Ma come identificare le vulnerabilità su cui costruire la resilienza? La chiave è nella “Data Revolution”, secondo Giovannini: maggiore quantità e qualità rispetto alla raccolta e all’uso dei dati. Se l’Aics sviluppasse la capacità analitica riuscirebbe a cogliere meglio i punti deboli dei Paesi e comprendere se i Paesi con cui ha a che fare si stanno muovendo nella direzione giusta. Giovannini ha indicato tre possibili azioni trasformative a livello di governance per la cooperazione italiana:
- La coerenza delle politiche. È un problema presente nei Paesi in cui l’Italia opera all’estero, così come nel nostro stesso Paese. Da un lato, la cooperazione italiana può agire aiutando i Paesi in cui opera ad aumentare la coerenza delle politiche; dall’altro, serve coerenza tra le politiche italiane stesse, a partire dalle nuove Linee guida sullo sviluppo sostenibile di cui sia il Ministero dell’Istruzione, dell'Università e della Ricerca (Miur) che l’Aics vogliono dotarsi, affinché siano comuni.

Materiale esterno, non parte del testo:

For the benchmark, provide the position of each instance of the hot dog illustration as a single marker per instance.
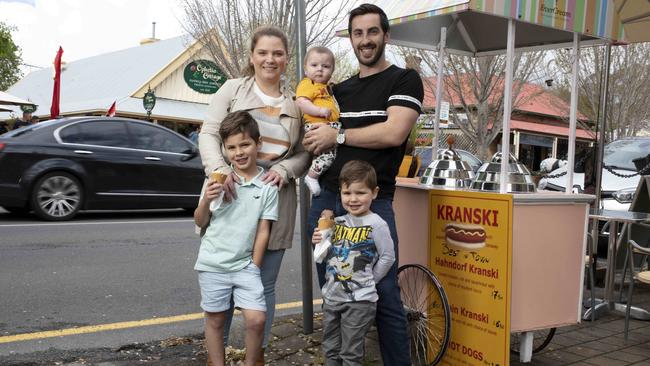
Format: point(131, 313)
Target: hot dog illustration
point(465, 236)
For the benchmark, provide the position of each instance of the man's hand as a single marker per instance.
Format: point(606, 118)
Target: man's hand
point(320, 138)
point(273, 178)
point(229, 187)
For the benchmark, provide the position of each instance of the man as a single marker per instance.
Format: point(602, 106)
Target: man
point(379, 106)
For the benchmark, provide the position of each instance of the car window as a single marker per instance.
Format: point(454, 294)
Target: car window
point(621, 153)
point(100, 133)
point(157, 139)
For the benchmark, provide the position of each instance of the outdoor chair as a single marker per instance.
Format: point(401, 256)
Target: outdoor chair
point(590, 263)
point(641, 276)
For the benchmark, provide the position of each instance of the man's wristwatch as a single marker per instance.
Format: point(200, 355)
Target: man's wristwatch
point(340, 138)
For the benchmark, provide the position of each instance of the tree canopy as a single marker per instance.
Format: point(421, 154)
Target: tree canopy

- Sviluppare strategie per gestire i dati. La figura del Chief Data Officer, che secondo Giovannini sarebbe importante inserire, permette di definire strategie sulla gestione dei dati per capire ad esempio dove investire e su cosa lavorare. “Effettivamente dobbiamo costruire una capacità interna all’Agenzia di raccogliere i dati, analizzarli, taggarli e su quelli costruire la nostra pianificazione. La cooperazione non è un insieme di progetti alla rinfusa, ma deve basarsi su un’analisi accurata, perché questo impatta su come lavoriamo”, ha riflettuto Emilio Ciarlo dell’Aics sulla scia del dibattito. Altra possibile figura è quella del Data Scientist, che analizza e interpreta i dati, utilizzando sia quelli già disponibili che quelli che si possono raccogliere dalle nuove tecnologie. Non è possibile immaginare che ogni Paese si doti dei Big data, ma si potrebbero costruire dei centri regionali e modernizzare il sistema di raccolta dati, oltre a utilizzare nei Paesi all’estero database disponibili gratuitamente (come quello sugli SDGs).
- Valutare l’impatto ex-ante anziché ex-post. È importante non valutare l’impatto alla fine di un progetto, ma mentre lo si porta avanti. L’Aics potrebbe dotarsi di un Science Board esperto di foresight, per “anticipare le tendenze per valutare gli impatti anziché corrergli dietro”, come ha suggerito Giovannini.
In conclusione, una mattinata ricca di riflessioni e proposte di azione per la cooperazione, quella del meeting annuale dell’Aics. Spunti che si spera verranno colti, nello spirito condiviso da Giovannini: “io credo veramente che stiamo rischiando il collasso del mondo. Di fronte a questa consapevolezza non si può restare alla finestra”.